Diameter of zone of inhibition by biosynthesized AgNPs against pathogenic bacteria.

Bacteria	Zone of inhibition (mm)
	AgNPs synthesized by Ochrobactrum anthropi	AgNPs synthesized by Bacillus sp.	Control (AgNO3)
S. aureus	15	15	No zone
S. Typhi	14	13	No zone
S. Paratyphi	15	17	Nozone
V. cholerae	16	17	No zone

Conclusion

The nanoparticle synthesizing ability can vary among various microbial isolates. Also changes in physico-chemical properties of the nanoparticles generated through diverse sources can directly affect its applications. Therefore, isolation of novel bacterial isolates from unexplored sources is a promising approach for the identification of bacteria with the potential to form nanoparticles. The marine bacterial isolate used in the study was identified as Ochrobactrum anthropi strain. This isolate was found to have the ability to form silver nanoparticles with activity against pathogens, which indicates its potential applications. This also make it sure the biological production of metallic nanoparticles as promising alternative to the known and established physical and chemical methods.

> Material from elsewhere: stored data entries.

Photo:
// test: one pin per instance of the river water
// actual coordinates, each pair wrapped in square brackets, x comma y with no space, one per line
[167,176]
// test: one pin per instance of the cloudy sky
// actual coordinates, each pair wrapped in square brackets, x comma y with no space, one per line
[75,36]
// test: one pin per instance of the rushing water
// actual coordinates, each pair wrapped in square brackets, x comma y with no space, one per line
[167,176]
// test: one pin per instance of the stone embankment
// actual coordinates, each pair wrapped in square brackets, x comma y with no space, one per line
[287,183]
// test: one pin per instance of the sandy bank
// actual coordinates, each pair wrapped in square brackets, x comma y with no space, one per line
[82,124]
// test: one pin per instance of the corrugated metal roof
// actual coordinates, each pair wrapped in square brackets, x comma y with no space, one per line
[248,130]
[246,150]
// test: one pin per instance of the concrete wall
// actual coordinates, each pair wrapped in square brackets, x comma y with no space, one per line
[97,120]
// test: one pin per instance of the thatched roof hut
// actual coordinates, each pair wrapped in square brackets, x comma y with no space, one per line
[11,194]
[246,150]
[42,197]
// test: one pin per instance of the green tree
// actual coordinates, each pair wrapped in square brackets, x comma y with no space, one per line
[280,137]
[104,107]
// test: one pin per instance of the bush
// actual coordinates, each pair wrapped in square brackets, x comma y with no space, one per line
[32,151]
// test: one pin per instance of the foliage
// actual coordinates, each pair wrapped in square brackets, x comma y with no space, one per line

Visual observation of the biosynthesis of silver nanoparticles by CB2 isolate selected for the study along with control after 24 h of incubation. (a) supernatant with AgNO3 solution (no color change). (b) heat inactivated supernatant with AgNO3 solution (no color change). (c) bacterial biomass with AgNO3 solution (color change from pale yellow to brown). (d) heat inactivated biomass with AgNO3 solution (no color change). (e) AgNO3 solution alone (no color change).